Temple Kanjoin (歓成院) à Ōkurayama, Yokohama, le Samedi 21 Juin 2025.

Le temple Kanjoin (歓成院) est situé au pied de la colline d’Ōkurayama à Yokohama, dans le quartier de Kōhoku. Nous y passons de retour du sanctuaire Samukakawa dont je montrerais de nouvelles photographies un peu plus tard. Je voulais voir la salle de réception (客殿, kakuden), conçue par Kengo Kuma en 2022, depuis un bon petit moment mais je n’aurais pas fait le déplacement exprès. On devine bien entendu tout de suite qu’il s’agit d’une conception de Kengo Kuma pour les lamelles de bois encadrant le bâtiment. Celles-ci sont en bois de cèdre de dimensions 60 × 150 mm, avec une inclinaison évoluant progressivement, enveloppant cette partie du bâtiment comme une membrane. Comme toujours, on trouve une élégance légère dans ces structures de bois. Ce nouveau bâtiment est placé à côté du hall principal vieux de plus de cent ans. Le temple Kanjoin a été fondé en 1560 et fait partie de l’école bouddhiste Shingon.

Temple Zuishō-ji (瑞聖寺) à Shirokanedai, le Dimanche 22 Juin 2025.

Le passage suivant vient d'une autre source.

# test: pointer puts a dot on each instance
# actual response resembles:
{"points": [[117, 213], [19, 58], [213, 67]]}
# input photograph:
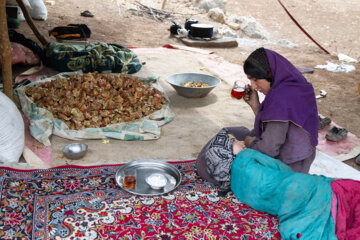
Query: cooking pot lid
{"points": [[201, 25]]}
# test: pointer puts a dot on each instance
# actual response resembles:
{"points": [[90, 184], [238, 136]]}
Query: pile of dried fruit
{"points": [[96, 100]]}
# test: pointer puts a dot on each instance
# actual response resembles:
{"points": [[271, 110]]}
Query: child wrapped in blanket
{"points": [[308, 206]]}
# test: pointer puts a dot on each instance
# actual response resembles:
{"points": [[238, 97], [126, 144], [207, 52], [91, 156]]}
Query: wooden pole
{"points": [[164, 3], [6, 51], [31, 23]]}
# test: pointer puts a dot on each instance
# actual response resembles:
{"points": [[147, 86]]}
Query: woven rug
{"points": [[72, 202]]}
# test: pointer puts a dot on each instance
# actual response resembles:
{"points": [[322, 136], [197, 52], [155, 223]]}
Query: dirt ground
{"points": [[333, 24]]}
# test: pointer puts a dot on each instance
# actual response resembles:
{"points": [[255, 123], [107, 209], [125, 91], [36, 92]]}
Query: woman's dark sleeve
{"points": [[272, 138]]}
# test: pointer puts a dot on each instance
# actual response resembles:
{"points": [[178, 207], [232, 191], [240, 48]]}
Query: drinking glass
{"points": [[238, 90], [130, 178]]}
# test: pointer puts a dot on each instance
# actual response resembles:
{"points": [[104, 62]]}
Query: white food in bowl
{"points": [[156, 180]]}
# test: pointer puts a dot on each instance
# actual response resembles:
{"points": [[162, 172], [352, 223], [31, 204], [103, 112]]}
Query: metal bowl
{"points": [[192, 92], [156, 180], [75, 150]]}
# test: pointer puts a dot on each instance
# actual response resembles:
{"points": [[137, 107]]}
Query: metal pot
{"points": [[188, 23], [201, 30], [174, 27]]}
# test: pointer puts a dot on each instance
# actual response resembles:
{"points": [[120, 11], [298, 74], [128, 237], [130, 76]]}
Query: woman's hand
{"points": [[251, 97], [238, 146], [248, 140]]}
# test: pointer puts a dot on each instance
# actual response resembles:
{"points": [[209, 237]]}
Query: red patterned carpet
{"points": [[85, 203]]}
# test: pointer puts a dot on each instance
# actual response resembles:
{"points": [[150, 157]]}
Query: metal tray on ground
{"points": [[144, 168]]}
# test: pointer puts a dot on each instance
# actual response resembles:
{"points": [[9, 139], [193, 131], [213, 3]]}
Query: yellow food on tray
{"points": [[96, 100], [193, 84]]}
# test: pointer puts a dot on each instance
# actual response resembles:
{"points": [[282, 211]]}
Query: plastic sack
{"points": [[38, 10], [12, 135]]}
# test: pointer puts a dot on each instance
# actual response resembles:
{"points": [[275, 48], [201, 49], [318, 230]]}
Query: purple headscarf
{"points": [[290, 98]]}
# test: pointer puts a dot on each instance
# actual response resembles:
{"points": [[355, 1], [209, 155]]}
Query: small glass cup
{"points": [[129, 178], [238, 90]]}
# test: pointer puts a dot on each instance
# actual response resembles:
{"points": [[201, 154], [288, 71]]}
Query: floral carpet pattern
{"points": [[72, 202]]}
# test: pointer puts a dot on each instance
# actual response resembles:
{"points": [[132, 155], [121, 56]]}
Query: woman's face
{"points": [[261, 85]]}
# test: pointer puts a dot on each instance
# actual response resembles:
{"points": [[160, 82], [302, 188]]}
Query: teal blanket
{"points": [[301, 201], [95, 57]]}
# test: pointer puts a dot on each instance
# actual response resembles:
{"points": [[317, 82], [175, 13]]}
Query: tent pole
{"points": [[31, 23], [6, 51], [164, 3]]}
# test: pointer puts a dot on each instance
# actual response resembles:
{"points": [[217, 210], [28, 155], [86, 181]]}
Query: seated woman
{"points": [[286, 122], [308, 206]]}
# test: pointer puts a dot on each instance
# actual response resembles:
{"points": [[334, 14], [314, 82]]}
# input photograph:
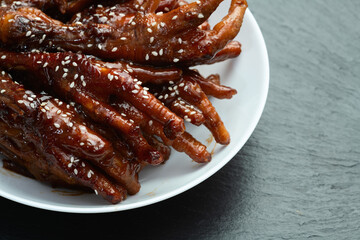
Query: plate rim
{"points": [[191, 184]]}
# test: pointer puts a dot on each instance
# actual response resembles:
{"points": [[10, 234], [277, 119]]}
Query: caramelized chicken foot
{"points": [[54, 144], [169, 38]]}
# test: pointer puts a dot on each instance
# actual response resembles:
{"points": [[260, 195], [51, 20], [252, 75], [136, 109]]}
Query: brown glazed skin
{"points": [[160, 39], [67, 149]]}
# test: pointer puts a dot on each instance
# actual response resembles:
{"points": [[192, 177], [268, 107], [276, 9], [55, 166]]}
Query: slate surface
{"points": [[298, 177]]}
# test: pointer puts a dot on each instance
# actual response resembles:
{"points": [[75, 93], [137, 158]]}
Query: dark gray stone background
{"points": [[297, 177]]}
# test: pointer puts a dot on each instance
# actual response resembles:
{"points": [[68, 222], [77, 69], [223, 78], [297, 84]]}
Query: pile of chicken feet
{"points": [[93, 91]]}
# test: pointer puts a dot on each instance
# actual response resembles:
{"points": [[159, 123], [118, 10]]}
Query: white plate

J’ai déjà montré ici plusieurs fois le temple Zuishō-ji (瑞聖寺) situé dans le quartier de Shirokanedai. J’aime y revenir de temps en temps car c’est un espace calme, même s’il se trouve assez proche de la grande avenue de Meguro. Je ne préciserai pas une nouvelle fois qu’il s’agit d’une conception de Kengo Kuma, et que celle-ci présente la même délicatesse typique de ses structures mixtes d’acier et de bois. Au centre du cloître en forme de U, on trouve une scène surélevée au dessus de l’eau d’un bassin. Cette scène doit permettre la tenue de spectacles ouverts au public. Je me dis souvent que j’aimerais assister à ce genre d’évènements en plein air, surtout dans un endroit comme celui-ci semblant complètement coupé de l’activité de la ville.

感じるままに生きてゆけたら。

Lorsque je montre des photographies de Tokyo ou d’ailleurs, je me demande à chaque fois quelles musiques pourraient s’accorder avec ces images. Le nouveau morceau intitulé Feel d’Hitsuji Bungaku (羊文学) me vient rapidement en tête, certes parce ce que je l’écoute intensément en ce moment, mais également car j’y trouve une certaine plénitude. Je trouve dans chaque nouveau du groupe une satisfaction que j’aurais du mal à expliquer mais qui me saisit à chaque fois. Le single Feel est couplé avec celui intitulé mild days déjà sorti et dont j’ai déjà parlé. Le morceau n’est pourtant pas particulièrement original mais la ’formule’ d’Hitsuji Bungaku fonctionne toujours sur moi. Ça doit être la voix de Moeka (塩塚モエカ) qui m’hypnotise, et il faut dire qu’elle chante sans répits sur ce morceau accompagnée de Yurika (河西ゆりか) aux chœurs. Ce nouveau morceau est sorti le 4 Juillet, le jour suivant l’anniversaire de Moeka qui fêtait ses 29 ans. A cette occasion, le magasin Fender d’Harajuku lui souhaitait d’ailleurs un bon anniversaire sur son écran géant.